The fires were investigated by the federal Bureau of Alcohol Tobacco, Firearms and Explosives (ATF); the Metropolitan Police Department (MPD); the District of Columbia Fire and Emergency Medical Services Department and the Prince George’s County Fire/EMS Department. The cases are being prosecuted by the U.S. Attorney’s Office for the District of Columbia and the Maryland State’s Attorney’s Office from Prince George’s County.
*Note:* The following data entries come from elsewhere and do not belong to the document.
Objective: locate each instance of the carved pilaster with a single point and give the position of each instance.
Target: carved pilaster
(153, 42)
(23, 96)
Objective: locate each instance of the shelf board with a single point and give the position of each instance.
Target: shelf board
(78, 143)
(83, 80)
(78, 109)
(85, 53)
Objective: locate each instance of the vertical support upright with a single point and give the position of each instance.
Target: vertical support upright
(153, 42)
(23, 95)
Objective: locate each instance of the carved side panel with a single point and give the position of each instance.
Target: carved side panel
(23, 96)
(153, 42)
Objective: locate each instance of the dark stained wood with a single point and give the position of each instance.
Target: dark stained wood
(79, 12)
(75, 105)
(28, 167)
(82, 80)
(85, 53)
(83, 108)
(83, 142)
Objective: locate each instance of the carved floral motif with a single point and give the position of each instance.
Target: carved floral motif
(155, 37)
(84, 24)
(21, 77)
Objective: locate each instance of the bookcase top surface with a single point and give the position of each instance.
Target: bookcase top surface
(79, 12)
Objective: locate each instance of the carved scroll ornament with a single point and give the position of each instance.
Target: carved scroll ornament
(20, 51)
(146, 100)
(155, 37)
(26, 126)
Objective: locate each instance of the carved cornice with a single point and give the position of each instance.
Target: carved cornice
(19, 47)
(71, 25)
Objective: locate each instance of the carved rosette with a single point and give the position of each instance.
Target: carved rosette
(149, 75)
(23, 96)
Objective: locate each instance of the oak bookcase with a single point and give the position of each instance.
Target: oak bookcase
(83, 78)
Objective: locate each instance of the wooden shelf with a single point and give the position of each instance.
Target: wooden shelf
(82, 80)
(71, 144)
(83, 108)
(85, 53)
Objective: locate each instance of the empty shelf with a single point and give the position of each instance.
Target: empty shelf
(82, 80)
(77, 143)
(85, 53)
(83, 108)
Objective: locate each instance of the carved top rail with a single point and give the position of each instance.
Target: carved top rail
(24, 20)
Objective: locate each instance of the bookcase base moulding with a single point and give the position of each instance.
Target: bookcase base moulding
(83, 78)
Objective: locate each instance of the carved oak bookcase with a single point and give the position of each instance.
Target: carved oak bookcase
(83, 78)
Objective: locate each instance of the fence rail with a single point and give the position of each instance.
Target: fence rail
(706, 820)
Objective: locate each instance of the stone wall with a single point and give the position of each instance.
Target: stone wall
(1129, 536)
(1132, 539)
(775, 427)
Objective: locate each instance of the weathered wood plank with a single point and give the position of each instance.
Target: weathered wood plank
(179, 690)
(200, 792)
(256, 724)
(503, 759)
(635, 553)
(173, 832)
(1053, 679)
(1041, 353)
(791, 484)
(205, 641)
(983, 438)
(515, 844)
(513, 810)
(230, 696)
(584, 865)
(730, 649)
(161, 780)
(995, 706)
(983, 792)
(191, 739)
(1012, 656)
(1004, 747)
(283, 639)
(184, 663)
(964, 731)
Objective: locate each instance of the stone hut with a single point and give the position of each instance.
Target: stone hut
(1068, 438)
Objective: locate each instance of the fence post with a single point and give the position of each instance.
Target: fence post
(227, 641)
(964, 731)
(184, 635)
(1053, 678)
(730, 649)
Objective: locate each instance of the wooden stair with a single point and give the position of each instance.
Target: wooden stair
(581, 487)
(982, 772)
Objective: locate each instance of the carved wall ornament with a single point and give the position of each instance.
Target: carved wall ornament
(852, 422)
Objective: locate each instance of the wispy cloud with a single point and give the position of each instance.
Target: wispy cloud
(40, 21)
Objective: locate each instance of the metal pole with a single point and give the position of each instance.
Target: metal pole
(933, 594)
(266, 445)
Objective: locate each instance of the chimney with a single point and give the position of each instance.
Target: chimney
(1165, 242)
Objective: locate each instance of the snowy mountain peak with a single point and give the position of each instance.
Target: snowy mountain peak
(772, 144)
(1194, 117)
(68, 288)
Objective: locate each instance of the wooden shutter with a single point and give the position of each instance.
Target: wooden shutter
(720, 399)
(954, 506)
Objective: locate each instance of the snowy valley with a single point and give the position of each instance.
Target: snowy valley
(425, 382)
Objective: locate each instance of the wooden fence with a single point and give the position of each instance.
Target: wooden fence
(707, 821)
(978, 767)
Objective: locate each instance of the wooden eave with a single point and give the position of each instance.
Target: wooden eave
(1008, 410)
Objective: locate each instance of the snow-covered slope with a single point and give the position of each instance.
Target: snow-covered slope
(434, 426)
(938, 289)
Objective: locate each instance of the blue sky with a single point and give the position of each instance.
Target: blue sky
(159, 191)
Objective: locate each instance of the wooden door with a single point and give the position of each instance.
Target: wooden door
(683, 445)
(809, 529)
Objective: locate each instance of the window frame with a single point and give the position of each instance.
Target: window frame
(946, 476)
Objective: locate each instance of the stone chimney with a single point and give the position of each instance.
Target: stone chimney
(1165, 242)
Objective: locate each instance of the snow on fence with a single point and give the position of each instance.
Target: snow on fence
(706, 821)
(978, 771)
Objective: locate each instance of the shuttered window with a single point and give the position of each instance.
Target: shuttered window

In announcing the sentence, U.S. Attorney Machen. Acting Special Agent in Charge Kumor, Chief Lanier, and Chief Ellerbe praised the bravery and dedication of all of the emergency responders who responded to the fires, particularly the injured firefighters from Rescue Squad # 3. They also commended the efforts of Investigators Keith Byrd and Tomi Rucker, of the D.C. Fire and Emergency Medical Services Department, as well as ATF investigators Steve Avato and Laura Michonis; MPD Detectives Todd Gray and Frank Molino, and Prince George’s County Fire/EMS Department Battalion Chief Paul Gomez. They also acknowledged the efforts of those who worked on the case from the U.S. Attorney’s Office, including Paralegals Tony Griffith and Antoinette Sakamsa.
Finally, they thanked Assistant Maryland State’s Attorney Christine Murphy, who is prosecuting the case in Prince George’s County, and Assistant U.S. Attorney Ephraim (Fry) Wernick, who is prosecuting the case in the District of Columbia.